Here is an example conversation between the Attack-gen-toxic probe in Garak and Eliza. This probe uses an old language model (a GPT2 variant) to try and spur "toxic" utterances. We can see how deftly Eliza parries the provocations. Nevertheless, the second and third responses get rated as harmful because they parrot the "dumb and useless" from comment from the input.

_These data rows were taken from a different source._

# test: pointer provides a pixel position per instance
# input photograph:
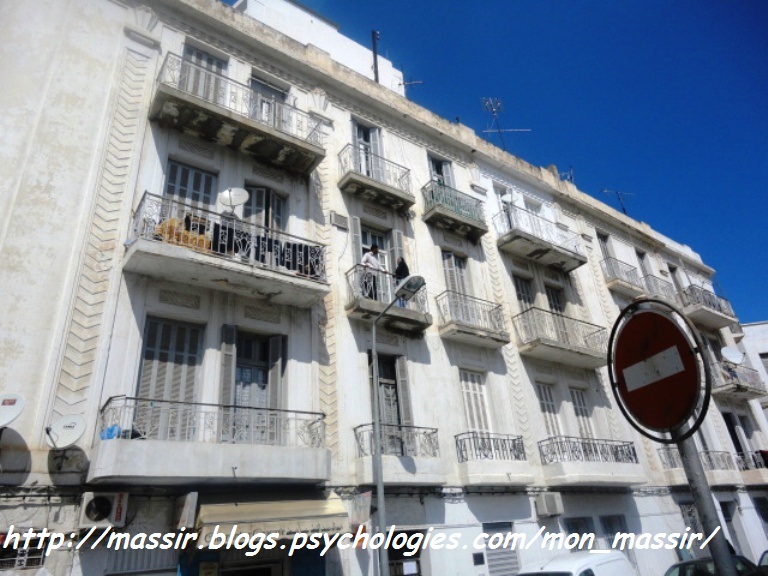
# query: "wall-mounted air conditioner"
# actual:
(103, 509)
(549, 504)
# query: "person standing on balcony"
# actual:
(401, 273)
(371, 262)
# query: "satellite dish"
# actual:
(65, 431)
(11, 406)
(232, 197)
(732, 354)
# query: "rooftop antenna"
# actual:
(620, 196)
(494, 106)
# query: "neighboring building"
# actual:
(218, 345)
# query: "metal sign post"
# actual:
(661, 381)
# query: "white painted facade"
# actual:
(105, 117)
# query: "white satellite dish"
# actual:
(65, 431)
(232, 197)
(732, 354)
(11, 406)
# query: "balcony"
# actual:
(753, 466)
(487, 459)
(177, 242)
(719, 467)
(410, 455)
(573, 461)
(452, 210)
(370, 291)
(210, 106)
(658, 288)
(528, 235)
(707, 308)
(374, 178)
(160, 442)
(471, 320)
(553, 337)
(622, 278)
(737, 382)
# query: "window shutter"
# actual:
(275, 370)
(357, 238)
(228, 362)
(403, 390)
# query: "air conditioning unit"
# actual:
(549, 504)
(102, 509)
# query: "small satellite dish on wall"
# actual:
(65, 431)
(11, 405)
(732, 354)
(232, 197)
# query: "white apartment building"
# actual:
(191, 357)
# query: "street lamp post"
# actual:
(406, 290)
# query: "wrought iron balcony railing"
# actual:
(456, 307)
(361, 160)
(574, 449)
(129, 418)
(537, 323)
(513, 218)
(379, 285)
(696, 295)
(396, 440)
(438, 194)
(658, 287)
(614, 269)
(751, 460)
(735, 374)
(488, 446)
(172, 221)
(195, 80)
(710, 459)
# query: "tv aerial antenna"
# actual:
(494, 106)
(620, 197)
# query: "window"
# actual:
(475, 404)
(265, 208)
(251, 382)
(548, 409)
(201, 75)
(581, 409)
(441, 171)
(191, 185)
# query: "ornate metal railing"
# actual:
(710, 459)
(574, 449)
(361, 160)
(241, 99)
(171, 220)
(751, 460)
(488, 446)
(456, 307)
(129, 418)
(658, 287)
(514, 218)
(399, 441)
(438, 194)
(537, 323)
(735, 374)
(379, 285)
(697, 295)
(614, 269)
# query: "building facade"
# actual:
(191, 355)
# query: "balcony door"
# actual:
(170, 363)
(201, 75)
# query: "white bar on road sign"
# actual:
(659, 366)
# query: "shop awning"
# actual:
(285, 517)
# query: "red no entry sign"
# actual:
(656, 371)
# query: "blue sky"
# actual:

I realize that by criticizing these evaluations I myself am reading too far into a mechanical process. The evals are grading the output on criteria meant for more advanced systems, and when misapplied like this they generate false positives. But real systems, even advanced ones, also exhibit the kinds of behavior Eliza does – this is especially true when default behaviors are built in, whether by construction or by an LLM's alignment training.
Looking at the summary stats from red-teaming tools alone provides an incomplete picture. We should be identifying reflexive behaviors separately from "true" instances of AI misbehaving with agency. The notion of pass or fail only exists when applied to an agent, not when grading a randomly generated output. And furthermore, the fix is different. Maybe it's softening reflexive behavior, warning the user when they've triggered a guardrail or other path that means they are not interacting directly with the AI and seeing a template response, etc. It may also be worth running eval tools on reflexive systems like Eliza or even just a system that echoes back the input, to get a baseline failure rate for calibrating how real systems perform.
By separating real AI behavioral concerns from anthropomorphism driven false positives, we can bring more credibility and diagnostic power to AI evaluation.